CRAN status Travis build status Codecov test coverage Lifecycle: experimental

Overview

dtplyr provides a dplyr backend for data.table. The goal of dtplyr is to allow you to write dplyr code that is automatically translated to the equivalent, but usually much faster, data.table code.

Compared to the previous release, this version of dtplyr is a complete rewrite that focusses only on lazy evaluation triggered by use of lazy_dt(). This means that no computation is performed until you explicitly request it with as.data.table(), as.data.frame() or as_tibble(). This has a considerable advantage over the previous version (which eagerly evaluated each step) because it allows dtplyr to generate significantly more performant translations. This is a large change that breaks all existing uses of dtplyr. But frankly, dtplyr was pretty useless before because it did such a bad job of generating data.table code. Fortunately few people used it, so a major overhaul possible.

See vignette("translation") for details of the current translations, and table.express and rqdatatable for related work.

Development status

dtplyr is currently marked as experimental because it has had little usage in the wild. I expect that it will rapidly move towards maturing after a few weeks of feedback from users.

Installation

You can install from CRAN with:

install.packages("dtplyr")

Or try the development version from GitHub with:

# install.packages("devtools")
devtools::install_github("tidyverse/dtplyr")

Usage

To use dtplyr, you must at least load dtplyr and dplyr. You may also want to load data.table so you can access the other goodies that it provides:

library(data.table)
library(dtplyr)
library(dplyr, warn.conflicts = FALSE)

Then use lazy_dt() to create a “lazy” data table that tracks the operations performed on it.
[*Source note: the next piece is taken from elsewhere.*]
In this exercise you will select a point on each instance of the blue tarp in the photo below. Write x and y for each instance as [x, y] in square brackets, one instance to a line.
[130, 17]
mtcars2 <- lazy_dt(mtcars)

You can preview the transformation (including the generated data.table code) by printing the result:

mtcars2 %>% 
  filter(wt < 5) %>% 
  mutate(l100k = 235.21 / mpg) %>% # liters / 100 km
  group_by(cyl) %>% 
  summarise(l100k = mean(l100k))
#> Source: local data table [?? x 2]
#> Call:   `_DT1`[wt < 5][, `:=`(l100k = 235.21/mpg)][, .(l100k = mean(l100k)), 
#>     keyby = .(cyl)]
#> 
#>     cyl l100k
#>   <dbl> <dbl>
#> 1     4  9.05
#> 2     6 12.0 
#> 3     8 14.9 
#> 
#> # Use as.data.table()/as.data.frame()/as_tibble() to access results

But generally you should reserve this only for debugging, and use as.data.table(), as.data.frame(), or as_tibble() to indicate that you’re done with the transformation and want to access the results:

mtcars2 %>% 
  filter(wt < 5) %>% 
  mutate(l100k = 235.21 / mpg) %>% # liters / 100 km
  group_by(cyl) %>% 
  summarise(l100k = mean(l100k)) %>% 
  as_tibble()
#> # A tibble: 3 x 2
#>     cyl l100k
#>   <dbl> <dbl>
#> 1     4  9.05
#> 2     6 12.0 
#> 3     8 14.9

Why is dtplyr slower than data.table?

There are three primary reasons that dtplyr will always be somewhat slower than data.table:

  • Each dplyr verb must do some work to convert dplyr syntax to data.table syntax. This takes time proportional to the complexity of the input code, not the input data, so should be a negligible overhead for large datasets. Initial benchmarks suggest that the overhead should be under 1ms per dplyr call.

  • Some data.table expressions have no direct dplyr equivalent. For example, there’s no way to express cross- or rolling-joins with dplyr.

  • To match dplyr semantics, mutate() does not modify in place by default. This means that most expressions involving mutate() must make a copy that would not be necessary if you were using data.table directly. (You can opt out of this behaviour in lazy_dt() with immutable = FALSE).